Punctures and pitstops
The twists in the 2020 British GP’s tale began on lap 50, just two from the end, when Valtteri Bottas suffered a catastrophic left-front Pirelli tyre failure as he passed the pits. The Finn was forced into limp mode for a whole lap that stripped him of a comfortable second place. Even worse, he then lacked the time to make a meaningful comeback once he’d pitted, finishing an agonising and pointless 11th, hot on the heels of Sebastian Vettel’s lacklustre Ferrari.
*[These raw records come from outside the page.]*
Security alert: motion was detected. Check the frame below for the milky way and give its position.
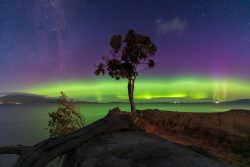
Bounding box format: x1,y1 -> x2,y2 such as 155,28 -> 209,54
0,0 -> 250,100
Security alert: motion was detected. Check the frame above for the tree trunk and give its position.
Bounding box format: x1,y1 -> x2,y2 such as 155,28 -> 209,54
128,78 -> 136,112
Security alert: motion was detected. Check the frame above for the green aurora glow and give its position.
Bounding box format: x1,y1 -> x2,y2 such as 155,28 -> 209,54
21,76 -> 250,102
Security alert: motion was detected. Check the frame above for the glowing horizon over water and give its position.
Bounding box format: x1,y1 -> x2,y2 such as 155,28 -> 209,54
20,76 -> 250,102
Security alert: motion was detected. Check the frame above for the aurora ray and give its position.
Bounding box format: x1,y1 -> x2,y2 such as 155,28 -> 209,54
21,76 -> 250,102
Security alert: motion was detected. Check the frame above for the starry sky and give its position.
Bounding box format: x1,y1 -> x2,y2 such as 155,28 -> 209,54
0,0 -> 250,101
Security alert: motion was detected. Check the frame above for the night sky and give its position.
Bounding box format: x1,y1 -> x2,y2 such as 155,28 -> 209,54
0,0 -> 250,101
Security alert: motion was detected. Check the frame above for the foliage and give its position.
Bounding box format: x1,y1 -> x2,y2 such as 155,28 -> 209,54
95,30 -> 157,111
95,30 -> 157,80
47,92 -> 85,138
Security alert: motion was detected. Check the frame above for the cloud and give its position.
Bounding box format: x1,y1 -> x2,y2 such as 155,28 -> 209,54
155,17 -> 187,35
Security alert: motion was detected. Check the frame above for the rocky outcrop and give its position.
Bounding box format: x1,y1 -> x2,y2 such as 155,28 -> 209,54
134,110 -> 250,166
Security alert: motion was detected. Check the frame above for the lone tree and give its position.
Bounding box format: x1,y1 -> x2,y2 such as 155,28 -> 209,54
46,92 -> 85,138
95,30 -> 157,111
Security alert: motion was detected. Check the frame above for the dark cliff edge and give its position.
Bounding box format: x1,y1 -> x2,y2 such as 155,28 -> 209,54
133,110 -> 250,167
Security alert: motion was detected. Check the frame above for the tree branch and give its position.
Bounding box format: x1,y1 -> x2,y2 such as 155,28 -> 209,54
0,145 -> 32,155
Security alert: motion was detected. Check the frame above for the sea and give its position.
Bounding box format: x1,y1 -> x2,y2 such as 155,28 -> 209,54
0,103 -> 250,167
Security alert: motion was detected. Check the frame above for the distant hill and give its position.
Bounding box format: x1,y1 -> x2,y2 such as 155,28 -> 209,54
0,93 -> 56,104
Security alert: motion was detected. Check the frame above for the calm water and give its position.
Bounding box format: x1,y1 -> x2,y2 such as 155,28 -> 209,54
0,103 -> 250,167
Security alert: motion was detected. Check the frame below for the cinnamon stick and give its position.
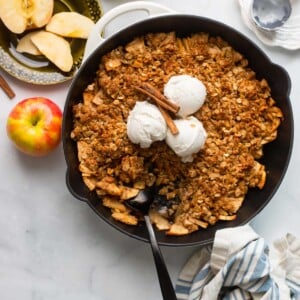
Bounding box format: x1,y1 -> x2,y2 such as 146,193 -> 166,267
135,84 -> 180,114
141,82 -> 180,113
0,75 -> 16,99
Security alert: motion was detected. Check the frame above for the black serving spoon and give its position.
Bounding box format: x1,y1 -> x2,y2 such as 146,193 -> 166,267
125,187 -> 177,300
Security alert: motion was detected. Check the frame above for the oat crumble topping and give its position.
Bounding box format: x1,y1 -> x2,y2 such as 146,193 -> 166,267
71,32 -> 283,235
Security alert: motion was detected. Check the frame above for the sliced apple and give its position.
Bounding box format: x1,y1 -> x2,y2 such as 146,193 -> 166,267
16,32 -> 42,55
46,12 -> 95,39
31,30 -> 73,72
0,0 -> 54,33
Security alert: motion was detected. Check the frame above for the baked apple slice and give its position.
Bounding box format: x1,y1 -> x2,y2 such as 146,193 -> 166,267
31,30 -> 73,72
0,0 -> 54,34
16,32 -> 42,55
46,12 -> 95,39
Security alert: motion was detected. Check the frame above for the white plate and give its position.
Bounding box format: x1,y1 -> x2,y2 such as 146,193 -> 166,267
238,0 -> 300,50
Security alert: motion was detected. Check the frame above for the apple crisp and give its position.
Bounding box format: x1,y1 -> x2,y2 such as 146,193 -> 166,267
71,32 -> 283,235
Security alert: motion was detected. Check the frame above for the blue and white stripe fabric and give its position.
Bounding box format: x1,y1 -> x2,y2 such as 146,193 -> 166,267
176,225 -> 300,300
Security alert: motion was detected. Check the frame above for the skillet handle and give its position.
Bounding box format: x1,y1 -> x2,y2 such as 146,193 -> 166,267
83,1 -> 175,61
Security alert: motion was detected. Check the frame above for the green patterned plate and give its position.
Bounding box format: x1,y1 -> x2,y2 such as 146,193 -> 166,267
0,0 -> 102,85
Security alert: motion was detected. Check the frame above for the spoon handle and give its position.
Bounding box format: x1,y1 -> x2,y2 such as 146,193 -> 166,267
144,215 -> 177,300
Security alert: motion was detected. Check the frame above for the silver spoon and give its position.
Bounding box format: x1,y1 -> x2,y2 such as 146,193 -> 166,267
252,0 -> 292,31
126,188 -> 177,300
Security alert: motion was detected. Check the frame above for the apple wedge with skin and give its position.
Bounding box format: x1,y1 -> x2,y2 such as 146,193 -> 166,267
31,30 -> 73,72
0,0 -> 54,34
46,12 -> 95,39
16,32 -> 42,55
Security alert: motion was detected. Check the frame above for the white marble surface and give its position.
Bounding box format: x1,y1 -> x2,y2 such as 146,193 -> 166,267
0,0 -> 300,300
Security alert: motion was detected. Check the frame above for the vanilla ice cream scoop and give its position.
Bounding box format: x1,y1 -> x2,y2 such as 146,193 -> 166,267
166,117 -> 207,162
127,101 -> 167,148
164,75 -> 206,118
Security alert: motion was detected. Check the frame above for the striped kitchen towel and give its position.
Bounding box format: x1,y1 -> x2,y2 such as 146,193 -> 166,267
176,225 -> 300,300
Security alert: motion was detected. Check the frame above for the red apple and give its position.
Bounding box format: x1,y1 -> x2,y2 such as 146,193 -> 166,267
6,97 -> 62,156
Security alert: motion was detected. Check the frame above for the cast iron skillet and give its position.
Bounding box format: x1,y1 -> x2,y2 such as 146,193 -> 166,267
62,14 -> 293,246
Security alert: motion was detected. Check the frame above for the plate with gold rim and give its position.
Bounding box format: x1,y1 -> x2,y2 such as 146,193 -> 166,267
0,0 -> 103,85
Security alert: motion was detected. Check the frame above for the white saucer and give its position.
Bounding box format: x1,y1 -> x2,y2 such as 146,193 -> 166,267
238,0 -> 300,50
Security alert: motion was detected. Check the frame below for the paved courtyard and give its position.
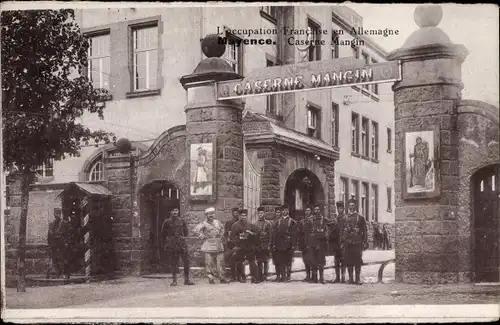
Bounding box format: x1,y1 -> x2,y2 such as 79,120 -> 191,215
6,251 -> 500,309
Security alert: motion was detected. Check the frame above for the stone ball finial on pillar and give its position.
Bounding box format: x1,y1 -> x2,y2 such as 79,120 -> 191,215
413,5 -> 443,28
401,5 -> 452,49
201,34 -> 226,58
180,34 -> 243,89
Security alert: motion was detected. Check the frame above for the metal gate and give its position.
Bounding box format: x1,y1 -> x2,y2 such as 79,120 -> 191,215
472,164 -> 500,282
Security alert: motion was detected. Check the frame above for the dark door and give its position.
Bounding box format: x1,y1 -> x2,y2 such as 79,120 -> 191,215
473,165 -> 500,282
151,196 -> 179,273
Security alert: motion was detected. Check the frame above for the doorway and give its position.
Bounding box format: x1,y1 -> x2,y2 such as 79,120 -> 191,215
284,168 -> 325,220
471,164 -> 500,282
141,181 -> 180,273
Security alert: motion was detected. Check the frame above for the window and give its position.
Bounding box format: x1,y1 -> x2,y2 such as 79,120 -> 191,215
89,159 -> 104,182
87,34 -> 110,89
351,179 -> 360,211
332,103 -> 339,147
372,59 -> 378,95
331,31 -> 339,59
35,159 -> 54,177
361,52 -> 370,90
387,187 -> 392,212
361,117 -> 369,157
266,60 -> 277,116
307,105 -> 321,139
307,19 -> 321,61
132,26 -> 158,91
372,121 -> 378,159
351,113 -> 359,153
339,177 -> 349,205
260,6 -> 277,20
387,128 -> 392,152
371,184 -> 378,222
360,182 -> 369,217
225,33 -> 243,74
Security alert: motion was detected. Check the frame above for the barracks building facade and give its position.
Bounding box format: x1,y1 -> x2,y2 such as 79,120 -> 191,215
4,6 -> 394,275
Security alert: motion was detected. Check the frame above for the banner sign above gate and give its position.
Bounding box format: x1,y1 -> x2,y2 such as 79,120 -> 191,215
217,58 -> 401,100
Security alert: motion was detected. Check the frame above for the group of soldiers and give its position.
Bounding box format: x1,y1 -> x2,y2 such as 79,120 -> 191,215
162,199 -> 368,286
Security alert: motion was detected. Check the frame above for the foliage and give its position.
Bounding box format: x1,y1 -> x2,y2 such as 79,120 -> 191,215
1,10 -> 112,171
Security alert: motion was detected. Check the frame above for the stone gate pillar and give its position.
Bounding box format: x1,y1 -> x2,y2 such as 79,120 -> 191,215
389,5 -> 470,283
180,35 -> 243,255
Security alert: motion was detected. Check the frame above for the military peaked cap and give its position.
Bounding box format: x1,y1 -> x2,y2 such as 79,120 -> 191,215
347,199 -> 358,204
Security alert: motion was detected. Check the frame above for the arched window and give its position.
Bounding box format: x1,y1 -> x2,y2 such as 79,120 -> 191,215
88,156 -> 104,182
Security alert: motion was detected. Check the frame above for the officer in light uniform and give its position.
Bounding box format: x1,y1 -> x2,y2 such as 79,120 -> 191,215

Max Verstappen thus took a step up the podium, but at the same time his team played him out of the victory. As Bottas struggled in his crippled Mercedes, Red Bull stuck to its ploy of pitting Verstappen for fresh tyres in a bid to claim the fastest lap. Which he managed – at the cost of winning the race.
Hindsight, as ever, is a wonderful thing, but still this seemed an odd call from the usually sharp Red Bull pit wall. The Bottas tyre failure had confirmed that vocal concerns from both Mercedes drivers over the state of their rubber were all too real. The resumption of action on lap 19, after a safety car following Daniil Kvyat’s crash, forced the majority to stretch the hard-compound tyres to 33 laps at full race pace. Whatever the cause, be it over-use or debris, Red Bull knew there was every chance Hamilton would suffer the same fate as his team-mate, and indeed his engineer Peter Bonnington had warned him to back off, in the interests of simply bringing the car home. Red Bull boss Christian Horner defended the decision to pit by pointing out Verstappen’s own rubber wasn’t in the best shape either – but in the circumstances, throwing the dice and leaving him out there in the hope of a second gift seemed the more characteristic call from a team usually known for its creative strategic aggression.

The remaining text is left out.